Data lakes: Look before you leap
21 November 2016
It’s a feature of developing technology that buzz words tend to appear all of a sudden – everyone is talking about it. At the moment it’s ‘data lakes’, a method of storing Big Data – for which Apache Hadoop is the best-known platform.
The term data lake has been used to mean many things in industry but the ‘lake’ terminology is quite a useful way of getting your head around the idea. In contrast to data warehousing, where the data is pre-sorted, cleaned and packaged according to what you might need it for – a data lake is a vast repository of unpackaged structured and unstructured data that any user can access and mine. James Dixon, who’s credited with inventing the term, likened a data warehouse to a store of bottled water, whereas the lake is a body of water in its natural state.
The overriding advantage of a data lake is that the data is non-relational.
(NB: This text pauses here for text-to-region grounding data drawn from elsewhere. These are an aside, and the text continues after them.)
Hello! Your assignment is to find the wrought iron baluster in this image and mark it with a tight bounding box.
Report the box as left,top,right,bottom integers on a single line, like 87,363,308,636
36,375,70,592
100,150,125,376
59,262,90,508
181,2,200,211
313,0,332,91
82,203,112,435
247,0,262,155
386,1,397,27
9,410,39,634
With a data warehouse you need to know what questions you want to ask of the data upfront, and then structure the data accordingly. A data lake brings the processing to the data, so it can respond to an entirely new question without the need for an expensive rewrite.
Data lakes are an appealing idea for organisations. Our latest global CEO Survey showed that business leaders see Big Data as important ammunition for the future; 68% said that Big Data and analytics technologies were likely to generate the biggest return on investment for their organisation. Given what’s been written so far about the advantages of a data lake approach, it must be tempting for business leaders to just dive in and set aside a capital investment, thinking it will solve all their problems.
But as with any technology project, it’s a good idea to stop and ask yourself – what do I really need this for?
It’s essential to remember that implementing a data repository isn’t a technology project. The technology allows you to make the best use of your data; it allows you to move up the curve in terms of understanding and driving your business. So don’t start down the data repository road until you have a clear idea of what you want to do with the data you have.
We have a vastly increased capacity to collect structured and unstructured data – but just because you can collect it, doesn’t mean that you should, or that you’re obliged to use everything you collect. It’s possible to explore data relatively cheaply – cloud technology has brought us that ability. So why spend millions on technology when you can do what you need to do for a fraction of the price?
As the saying goes, don’t boil the ocean. The only way you can solve a problem is by understanding what problem you want to solve in the first place.